First, we have to calculate size of subtree of every vertice. It can be done with simple dfs:

```
int sz[maxn];
void getsz(int v = 0, int p = -1){
sz[v] = 1; // every vertice has itself in its subtree
for(auto u : g[v])
if(u != p){
getsz(u, v);
sz[v] += sz[u]; // add size of child u to its parent(v)
}
}
```

Now we have size of subtree of vertice `v`

in `sz[v]`

.

The naive method for solving that problem is this code(that works in O(N ^ 2) time)

```
int cnt[maxn];
void add(int v, int p, int x){
cnt[ col[v] ] += x;
for(auto u: g[v])
if(u != p)
add(u, v, x)
}
void dfs(int v = 0, int p = -1){
add(v, p, 1);
//now cnt[c] is the number of vertices in subtree of vertice v that has color c. You can answer the queries easily.
add(v, p, -1);
for(auto u : g[v])
if(u != p)
dfs(u, v);
}
```

And this code has O(n lg n) time !

```
int cnt[maxn];
bool big[maxn];
void add(int v, int p, int x){
cnt[ col[v] ] += x;
for(auto u: g[v])
if(u != p && !big[u])
add(u, v, x)
}
void dfs(int v, int p, bool keep){
int mx = -1, bigChild = -1;
for(auto u : g[v])
if(u != p && sz[u] > mx)
mx = sz[u], bigChild = u;
for(auto u : g[v])
if(u != p && u != bigChild)
dfs(u, v, 0); // run a dfs on small childs and clear them from cnt
if(bigChild != -1)
dfs(bigChild, v, 1), big[bigChild] = 1; // bigChild marked as big and not cleared from cnt
add(v, p, 1);
//now cnt[c] is the number of vertices in subtree of vertice v that has color c. You can answer the queries easily.
if(bigChild != -1)
big[bigChild] = 0;
if(keep == 0)
add(v, p, -1);
}
```

But why it is O(n log n)? You know that why dsu has O(q log n) time (for q queries); the code uses same method.

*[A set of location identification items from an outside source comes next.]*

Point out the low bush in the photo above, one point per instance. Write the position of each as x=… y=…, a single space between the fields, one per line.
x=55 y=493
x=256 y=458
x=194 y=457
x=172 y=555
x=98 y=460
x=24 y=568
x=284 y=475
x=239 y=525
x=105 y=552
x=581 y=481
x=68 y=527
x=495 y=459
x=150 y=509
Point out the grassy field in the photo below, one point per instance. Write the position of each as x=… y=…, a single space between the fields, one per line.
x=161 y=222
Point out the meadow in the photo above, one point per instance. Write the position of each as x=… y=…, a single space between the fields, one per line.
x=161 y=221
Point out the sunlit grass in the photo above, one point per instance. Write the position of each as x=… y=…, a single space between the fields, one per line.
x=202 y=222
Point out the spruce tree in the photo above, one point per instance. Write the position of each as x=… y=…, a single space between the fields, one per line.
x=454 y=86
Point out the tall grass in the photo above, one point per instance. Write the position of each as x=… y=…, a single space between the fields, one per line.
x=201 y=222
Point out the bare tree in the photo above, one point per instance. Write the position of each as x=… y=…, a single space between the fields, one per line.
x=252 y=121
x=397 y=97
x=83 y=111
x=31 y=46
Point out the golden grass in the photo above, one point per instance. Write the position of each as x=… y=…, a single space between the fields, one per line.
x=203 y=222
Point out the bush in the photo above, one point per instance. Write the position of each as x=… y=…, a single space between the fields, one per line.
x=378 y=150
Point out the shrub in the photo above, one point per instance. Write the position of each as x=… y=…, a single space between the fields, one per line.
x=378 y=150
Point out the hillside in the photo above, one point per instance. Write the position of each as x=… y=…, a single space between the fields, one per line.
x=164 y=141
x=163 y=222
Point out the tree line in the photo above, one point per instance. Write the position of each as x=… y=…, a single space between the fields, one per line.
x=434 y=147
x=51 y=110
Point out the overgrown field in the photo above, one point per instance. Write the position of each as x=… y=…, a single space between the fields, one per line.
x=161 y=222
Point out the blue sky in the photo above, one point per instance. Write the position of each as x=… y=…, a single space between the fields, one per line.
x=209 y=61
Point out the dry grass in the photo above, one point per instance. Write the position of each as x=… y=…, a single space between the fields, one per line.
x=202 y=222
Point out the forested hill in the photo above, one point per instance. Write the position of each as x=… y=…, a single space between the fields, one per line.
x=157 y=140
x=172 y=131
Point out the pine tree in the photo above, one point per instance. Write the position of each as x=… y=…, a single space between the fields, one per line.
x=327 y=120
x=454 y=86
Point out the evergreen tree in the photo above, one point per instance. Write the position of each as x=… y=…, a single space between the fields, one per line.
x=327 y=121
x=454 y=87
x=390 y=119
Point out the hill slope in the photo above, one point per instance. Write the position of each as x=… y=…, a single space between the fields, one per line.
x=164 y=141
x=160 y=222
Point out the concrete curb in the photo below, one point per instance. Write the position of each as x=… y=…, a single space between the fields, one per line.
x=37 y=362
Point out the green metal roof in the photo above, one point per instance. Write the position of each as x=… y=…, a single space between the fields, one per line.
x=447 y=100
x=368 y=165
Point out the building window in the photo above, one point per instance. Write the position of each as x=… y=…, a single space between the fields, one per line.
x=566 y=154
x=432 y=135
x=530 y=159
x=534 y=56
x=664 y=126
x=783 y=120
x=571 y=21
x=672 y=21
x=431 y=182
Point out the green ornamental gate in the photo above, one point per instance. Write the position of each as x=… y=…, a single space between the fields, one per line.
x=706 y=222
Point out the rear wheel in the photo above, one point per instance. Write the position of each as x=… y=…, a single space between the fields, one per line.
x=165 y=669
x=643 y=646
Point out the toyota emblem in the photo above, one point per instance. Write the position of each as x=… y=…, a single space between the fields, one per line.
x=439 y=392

Merge smaller to greater.

If you have heard `heavy-light decomposition`

you will see that function `add`

will go light edges only, because of this, code works in O(n log n) time.

Any problem of this type can be solved with same function `dfs`

and only differs in function `add`

.

Hmmm, this is what you want, problems that can be solved with this technique:

(List is sorted by difficulty and my code for each problem is given)

600E - Lomsat gelral : 14607801 (I think this is the easiest problem of this technique in CF and it's good to start coding with this problem)

246E - Blood Cousins Return : 15409328

208E - Blood Cousins : 16897324

343D - Water Tree : 15063078 (Note that problem is not easy and my code doesn't use this technique (dsu on tree), but my friend, AmirAz 's solution to this problem uses this technique : 14904379).

375D - Tree and Queries : 15449102 (Again note that problem is not easy :)) )

If you have another problems with this tag, give me to complete the list :)).

And after all, special thanks from PrinceOfPersia who taught me this technique.